The answer is probably more technology.
One ideal would be to use a tool like a software management tool (like Microsoft SAM or Spiceworks) to not only maintain an inventory of what’s installed but also what should be updated and patched? The lawyer wouldn’t necessarily understand what was going on, but at least it would be done. This could enable law practices without their own technology support to maintain the same patching approaches as larger firms.
Another might be a notification system (personally, I use US-CERT) so that a lawyer gets an e-mail when one of their applications needs attention. Of course, then Adobe would be automatically placed in the spam filter. But it’s still just a status quo solution. The lawyer who currently uses typewriters throughout the practice will be safe from e-mails, but also clueless about the technology on the horizon.

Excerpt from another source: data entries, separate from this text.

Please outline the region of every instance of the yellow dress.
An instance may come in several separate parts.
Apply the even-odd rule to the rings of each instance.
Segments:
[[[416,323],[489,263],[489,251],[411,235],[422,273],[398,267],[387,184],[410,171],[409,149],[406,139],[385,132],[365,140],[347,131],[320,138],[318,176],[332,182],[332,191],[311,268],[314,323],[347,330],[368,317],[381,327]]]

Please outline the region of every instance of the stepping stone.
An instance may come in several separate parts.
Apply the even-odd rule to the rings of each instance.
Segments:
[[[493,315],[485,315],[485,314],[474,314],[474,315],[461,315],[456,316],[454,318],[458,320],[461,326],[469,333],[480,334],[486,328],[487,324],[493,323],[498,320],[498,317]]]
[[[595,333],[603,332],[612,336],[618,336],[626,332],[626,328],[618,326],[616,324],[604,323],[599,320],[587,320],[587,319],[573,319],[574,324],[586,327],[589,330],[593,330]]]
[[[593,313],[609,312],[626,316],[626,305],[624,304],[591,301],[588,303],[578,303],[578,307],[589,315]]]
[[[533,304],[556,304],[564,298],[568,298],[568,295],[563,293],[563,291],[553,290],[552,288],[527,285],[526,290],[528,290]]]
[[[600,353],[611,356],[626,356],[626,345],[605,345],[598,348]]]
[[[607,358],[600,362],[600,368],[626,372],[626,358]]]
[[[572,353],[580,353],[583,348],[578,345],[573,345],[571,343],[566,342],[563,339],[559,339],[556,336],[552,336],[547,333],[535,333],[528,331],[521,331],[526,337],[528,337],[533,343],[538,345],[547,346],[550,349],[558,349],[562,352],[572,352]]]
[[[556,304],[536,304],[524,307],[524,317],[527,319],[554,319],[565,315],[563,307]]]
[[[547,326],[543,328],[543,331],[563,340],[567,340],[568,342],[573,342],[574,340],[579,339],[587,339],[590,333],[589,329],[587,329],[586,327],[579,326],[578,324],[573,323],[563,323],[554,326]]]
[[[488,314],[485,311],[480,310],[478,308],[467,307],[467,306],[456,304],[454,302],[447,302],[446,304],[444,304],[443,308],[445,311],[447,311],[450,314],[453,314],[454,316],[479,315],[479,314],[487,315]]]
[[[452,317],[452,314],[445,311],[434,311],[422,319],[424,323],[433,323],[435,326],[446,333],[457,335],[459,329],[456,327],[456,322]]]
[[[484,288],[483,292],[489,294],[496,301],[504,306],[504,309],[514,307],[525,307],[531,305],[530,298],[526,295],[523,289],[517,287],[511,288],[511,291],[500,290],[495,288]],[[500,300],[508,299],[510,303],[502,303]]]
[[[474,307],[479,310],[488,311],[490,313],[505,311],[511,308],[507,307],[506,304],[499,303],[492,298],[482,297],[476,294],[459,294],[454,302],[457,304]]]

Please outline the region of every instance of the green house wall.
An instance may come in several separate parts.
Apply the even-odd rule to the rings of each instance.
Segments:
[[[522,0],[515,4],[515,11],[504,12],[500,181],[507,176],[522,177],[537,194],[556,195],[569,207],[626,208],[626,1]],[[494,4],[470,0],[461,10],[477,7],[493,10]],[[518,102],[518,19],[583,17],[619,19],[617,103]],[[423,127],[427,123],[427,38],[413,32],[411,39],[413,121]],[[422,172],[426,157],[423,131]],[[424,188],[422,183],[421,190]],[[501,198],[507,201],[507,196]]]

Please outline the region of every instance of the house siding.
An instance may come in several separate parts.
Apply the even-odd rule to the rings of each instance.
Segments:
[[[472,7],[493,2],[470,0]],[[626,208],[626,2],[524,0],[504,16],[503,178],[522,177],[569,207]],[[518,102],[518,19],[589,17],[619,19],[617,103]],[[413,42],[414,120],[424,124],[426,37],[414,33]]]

And some lawyers are still not clear on what technology like the cloud is. And getting them to take on the types of tools that might help them achieve their professional obligations is probably as great or greater a challenge as getting them to adopt the technology that could improve their bottomline or client service delivery.
I asked the law students whether any of them thought that they would use or understand technology less in the future than they did today and none did. Not surprising. Yet as soon as they graduate and pass the bar, they are likely to enter a technology stasis where they know what they know and, without some real effort, their technology will largely be time stamped the same year they’re called to the bar.
There are some interesting challenges for those who want to bridge this gap. Just-in-time information tools could meet what is likely already a large need, and one that is definitely going to grow. A good software app and a trusted central delivery hub (like a lawyer regulator) and someone could probably make quite an impact and some decent money.